I used to hate porn- but the only glimpses I had was the Nasty hard core stuff back when I was younger. Put a bad taste in my mouth, Never could understand the allure. But I ALWAYS loved a Romantic rated R or Unrated sex scene that gets close to being pornagraphic, the hotter the better. These things have ALWAYS visually stimulated me. 

Me & my husband does not text but I would have LOVED what you did! Putting all that effert into it, I would have felt on top of the world with such a text. And if my kids got into my phone, oh well, I bet they wouldnt be looking through my private pics again! 
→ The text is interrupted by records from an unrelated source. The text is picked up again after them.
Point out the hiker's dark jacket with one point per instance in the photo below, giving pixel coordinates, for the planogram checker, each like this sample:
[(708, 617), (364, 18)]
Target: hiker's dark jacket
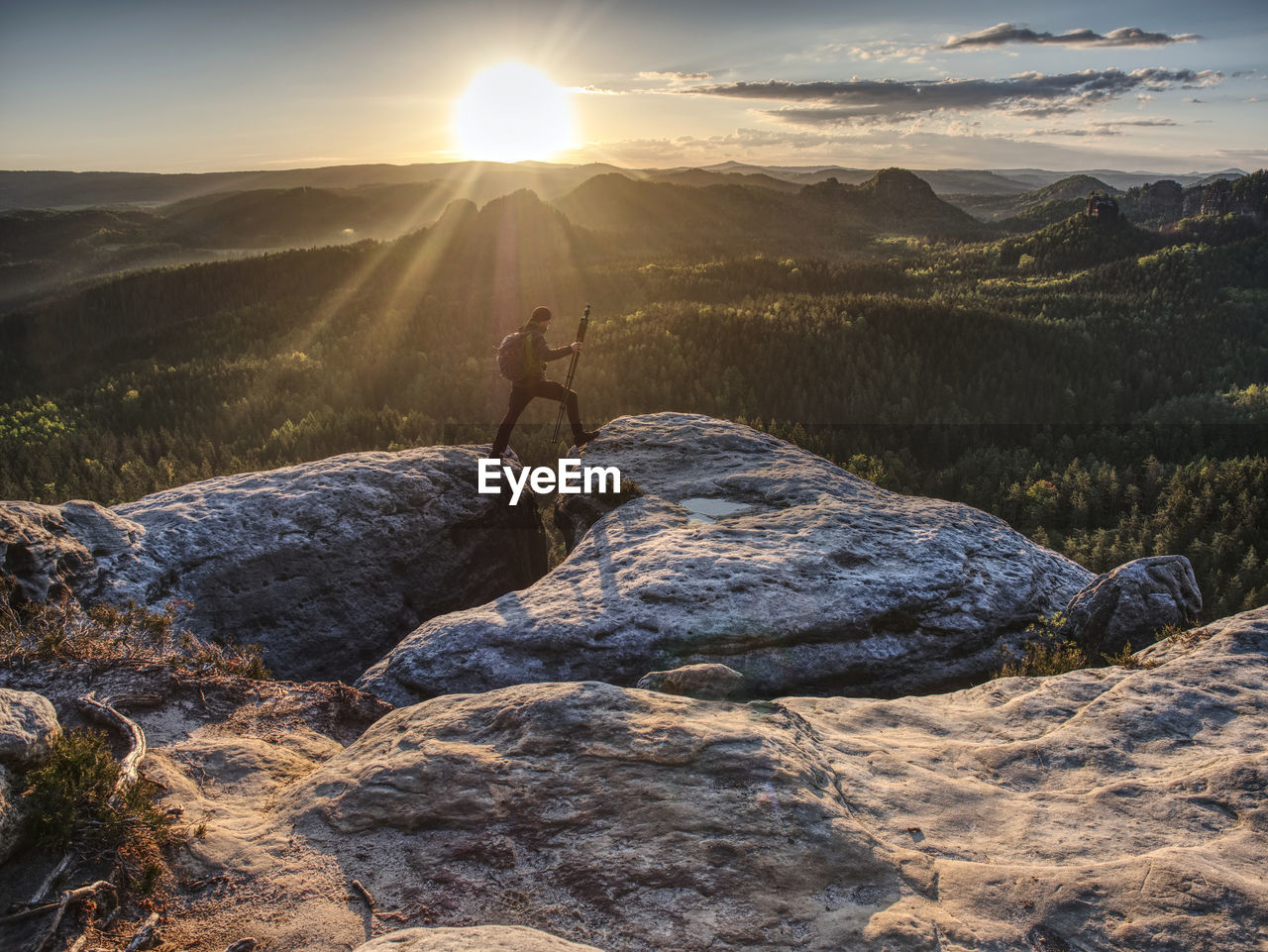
[(537, 354)]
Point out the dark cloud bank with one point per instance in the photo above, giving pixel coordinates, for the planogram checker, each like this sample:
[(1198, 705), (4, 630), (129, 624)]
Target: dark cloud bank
[(1028, 94), (1004, 33)]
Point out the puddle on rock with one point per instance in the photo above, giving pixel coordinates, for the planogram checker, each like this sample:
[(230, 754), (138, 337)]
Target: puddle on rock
[(704, 510)]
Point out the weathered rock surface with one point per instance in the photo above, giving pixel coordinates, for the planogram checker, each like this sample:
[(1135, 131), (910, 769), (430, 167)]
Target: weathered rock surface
[(28, 726), (818, 582), (10, 814), (709, 683), (1132, 603), (53, 550), (1109, 809), (478, 938), (325, 565)]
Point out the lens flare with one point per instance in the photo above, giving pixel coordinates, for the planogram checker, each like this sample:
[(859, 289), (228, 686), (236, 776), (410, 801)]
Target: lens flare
[(510, 113)]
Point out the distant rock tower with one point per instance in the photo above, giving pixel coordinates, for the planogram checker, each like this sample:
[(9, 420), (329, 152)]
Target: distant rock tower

But in saying all of this, I now very much ENJOY porn, but still prefer the softer stuff, just 1 man/1 woman, we rent from Bluedoor.com and for me, I enjoy the "PLaygirl" dvds, good place to start if she is a little interested, but doesn't want to see 3somes & the rougher/almost appears "abusive" type sex scenes. Also renting instructional Sex videos are very interesting.


----------



## r2d210 (Nov 3, 2010)

Thanks all for the great comments! I have actually learned a little here! What you have told me makes sense, and after talking to my wife this weekend, she has also confirmed the majority of the posts to my question. Thanks!


----------



## MsLonely (Sep 23, 2010)

r2d210 said:


> I have been married 20 years. I love to pamper and I know my wife is a crock-pot, I'm a microwave! I thought I would maybe start the day off by plugging in the crock-pot....so-to-speak! Yesterday I took a video on my cell phone of myself drying off after showering, and I sent it in a txt msg to my wife. (12 seconds long) It was tasteful, from the chest down, fully nude....and it didn't do a thing for her?!? (Jokes on me I guess) I asked her about it and she said she preferred seeing it in person, yet I shower every day and she never cares to watch me dry off. (Should have been a clue right?) I just wanted to spice things up, but her reaction of bla, bla, bla kind of burst my bubble! It's not like I do this every day! I was actually arroused all day thinking about her watching it! I was proud of myself as it turned out really well, as I edited it and factored in lighting! If she would have sent that to me, I would have watched it all day! So, knowing her I suppose that a visual of me drying off is no more arousing then watching the news! I was just wondering if there is something visual that I could do that would really make her spin! I could ask her, and I will, but is there anything visually stimulating for a women that her husband could do? Would it be more of a pic of me dressed in a suit and tie, or simply me in my underwear? I would love to do more of this, and I would love it if she would also, but not if only one of us is turned on! Just before bed, she hinted that maybe we could have sex as there was "some teasing" today. Referring to the video. Then she proceeded to tell me she made sure she deleted it off of her phone. We have two teen-age boys...and you just never know! She had a rough day, she was very tired and I knew it would have been all for me. (You know....obligation sex, sympathy sex....the kind I really don't like) That is really not what I wanted, although I appreciated her thoughtfullness, I politely declined and she was asleep before her head hit the pillow. I laid there awake wondering what I could do. I guess in all honesty, I would love to tease her and visually make it so she would "want me" in a sexual way, not just give me her body to make me happy. Thats all.....any comments would help!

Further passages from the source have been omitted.